CHICAGO — When Air New Zealand flight NZ26 pulled into Chicago-O’Hare’s (ORD) Terminal 5, gate M11 at 12:33 on November 30, 2018, the occasion was historic for both the airline and the airport.
Flight NZ26, which had taken off at 17:01 Auckland time and traveled roughly 8,200 miles, was the carrier’s first commercial nonstop to ORD and its longest flight ever. It also was the longest flight in the airport’s history.
The Boeing 787-9 Dreamliner actually landed more than half-an-hour early after spending 14 hours, 32 minutes in the air.
The route took it over the Pacific Ocean north of Tahiti, past northern Mexico, then over New Mexico, Kansas, and Missouri before descending into Illinois, according to one passenger.
The return flight, NZ27, was scheduled to leave Chicago at 19:10 and land in Auckland at 06.30 on December 2 (because of the time change). Flying time was estimated at slightly more than 16 hours.
Air New Zealand celebrated the launch with a Haka performance by airline employees in O’Hare’s departure area.

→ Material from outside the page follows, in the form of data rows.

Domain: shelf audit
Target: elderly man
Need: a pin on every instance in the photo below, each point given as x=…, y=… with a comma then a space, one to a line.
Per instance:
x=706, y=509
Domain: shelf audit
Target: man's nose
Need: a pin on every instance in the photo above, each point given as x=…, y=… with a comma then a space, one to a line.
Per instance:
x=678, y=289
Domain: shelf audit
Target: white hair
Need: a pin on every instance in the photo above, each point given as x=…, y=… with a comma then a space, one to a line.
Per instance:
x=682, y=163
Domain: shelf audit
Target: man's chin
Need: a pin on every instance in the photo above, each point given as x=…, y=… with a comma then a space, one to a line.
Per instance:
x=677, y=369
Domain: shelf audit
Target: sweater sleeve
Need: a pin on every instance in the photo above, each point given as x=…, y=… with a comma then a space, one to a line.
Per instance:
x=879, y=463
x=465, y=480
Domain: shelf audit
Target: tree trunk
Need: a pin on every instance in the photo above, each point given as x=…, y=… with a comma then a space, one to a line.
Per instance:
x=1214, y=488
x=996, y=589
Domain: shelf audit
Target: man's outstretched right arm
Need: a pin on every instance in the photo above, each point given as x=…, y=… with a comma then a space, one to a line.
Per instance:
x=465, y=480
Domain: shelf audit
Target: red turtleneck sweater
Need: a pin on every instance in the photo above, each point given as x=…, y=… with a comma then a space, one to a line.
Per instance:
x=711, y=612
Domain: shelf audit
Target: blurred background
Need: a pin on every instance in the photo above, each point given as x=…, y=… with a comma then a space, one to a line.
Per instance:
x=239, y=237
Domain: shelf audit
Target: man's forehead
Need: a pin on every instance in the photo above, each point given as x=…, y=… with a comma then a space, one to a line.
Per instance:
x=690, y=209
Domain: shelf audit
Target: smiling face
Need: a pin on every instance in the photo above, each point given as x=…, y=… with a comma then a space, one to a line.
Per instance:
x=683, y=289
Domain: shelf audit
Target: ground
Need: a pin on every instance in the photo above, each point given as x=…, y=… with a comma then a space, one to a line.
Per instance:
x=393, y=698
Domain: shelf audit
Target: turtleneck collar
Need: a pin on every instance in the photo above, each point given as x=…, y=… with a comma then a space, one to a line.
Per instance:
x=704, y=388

Traditionally used on the battlefield, the ancient Māori war dance also displayed pride, strength, and unity when groups came together in peace. It was a fitting welcome for executives, including the airline’s CEO Christopher Luxon, and New Zealand Minister of Tourism, Kelvin Davis.
A press conference followed with short speeches by the two men, as well as by Richard Butler representing the Chicago Department of Aviation and David Whitaker, CEO of Choose Chicago.
They all touted the new service as providing exciting opportunities for travelers, and they also exchanged gifts.
The New Zealanders gave the Chicagoans a model of a waka, a Māori canoe, and received in return a copy of the Plan of Chicago.
Luxon, who lived in Chicago from 2003 to 2009 while working for consumer goods giant Unilever, explained that an important reason for making ORD Air New Zealand’s sixth North American gateway was its status as a main hub for Star Alliance partner United Airlines (UA).
“The new service to Chicago provides customers with convenient one-stop code-share connections to approximately 100 destinations across the U.S.,” he said.
In addition, travelers can book seats on the route using United’s reservation system, which should help boost the 340,000 annual visitors from the United States.
Luxon pointed out that millions of U.S. residents have New Zealand on their bucket list but many don’t go because they perceive it as being too far away and too long a trip. The hope is that nonstop service will overcome that perception.
As tourism minister Davis noted, you can have a meal, watch a few films, and wake up in the land of the hobbits, just a short hop from the beach.
Initially, service is scheduled for three times a week—Wed., Fri., Sun.–though that may increase based on demand, as happened in Houston.
As currently configured, the 787-9 Dreamliner can hold 302 passengers and features 18 fully lie-flat beds in Business Premier in a 1-1-1 pattern, 21 seats in Premium Economy configured 2-3-2, and 263 seats in Economy arranged 3-3-3, though some rows of three can be converted to a slightly wider Skycouch. I’m told, however, that different equipment is under consideration.
Air New Zealand is known for, among other things, excellent food and wine. I wasn’t on the inaugural flight, but a passenger I chatted with said that everything about the service was very good.
If the meals on the plane are anything like consultant chef Peter Gordon’s (The Sugar Club and Bellota in Auckland, and The Providores and Tapa Room in London) appetizers and entrees for a reception at Revel Motor Row, an historic 1936 building-turned-event-space, I can believe it.
The salmon with wild mushrooms ranked right up there with the Tasmanian salmon I ate in Auckland almost 20 years ago.